Old English (18,298)
Norman French (2,109)
Celtic/Brythonic (2,050)
Latin (241)
Old Norse (148)
Celtic/Goidelic (168)
Cross-referencing methodology
-
GB1900 gazetteer — crowdsourced transcriptions of Second Edition OS six-inch maps
(Southall et al., 2017). Spatial match within 200m, text-validated.
65% of extractions independently confirmed
-
OS Open Names — Ordnance Survey, 2024. Open Government Licence v3.0.
Identifies names that persist in modern records, names whose form has changed, and names
that have been lost entirely.
Text similarity threshold 0.6 to prevent false matches
-
Historic England — scheduled monuments and listed buildings, matched via
Waystone POI database.
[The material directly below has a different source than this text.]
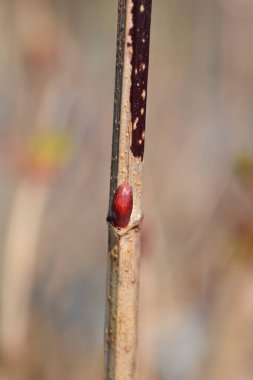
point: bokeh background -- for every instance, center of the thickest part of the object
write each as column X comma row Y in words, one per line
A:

Text-validated spatial matching within 200m primary, 1000m secondary.
Heritage match confirms the feature appears in a statutory heritage record
-
Etymology — element-based analysis cross-referencing Watts
(Cambridge Dictionary of English Place-Names), Ekwall, and EPNS county surveys.
345 etymological elements covering Old English, Celtic, Norse, Norman French, Latin
Interactive viewer
The viewer displays all 21,894 features on the original NLS six-inch tiles.
A research sidebar provides faceted filtering by heritage status, GB1900 validation,
modern name status, etymology language, and confidence score. Results can be
exported as CSV for external analysis.
Viewer password available on request. Data package includes the public gazetteer CSV
(34,742 records, 22 fields) and GeoJSON for direct use in GIS tools. 3.5 MB zipped.
Known limitations
This is an ML-extracted dataset, not a manually verified transcription. The confidence
score (0.40–1.00) reflects the model’s certainty for each extraction.
Approximately 35% of entries lack independent GB1900 confirmation. OCR errors exist,
particularly for degraded or ornate typefaces. Cross-reference matches are probabilistic:
heritage and modern name matches use spatial proximity combined with text similarity,
not manual verification. The “Export filtered CSV” button in the viewer
allows researchers to apply their own quality thresholds before analysis.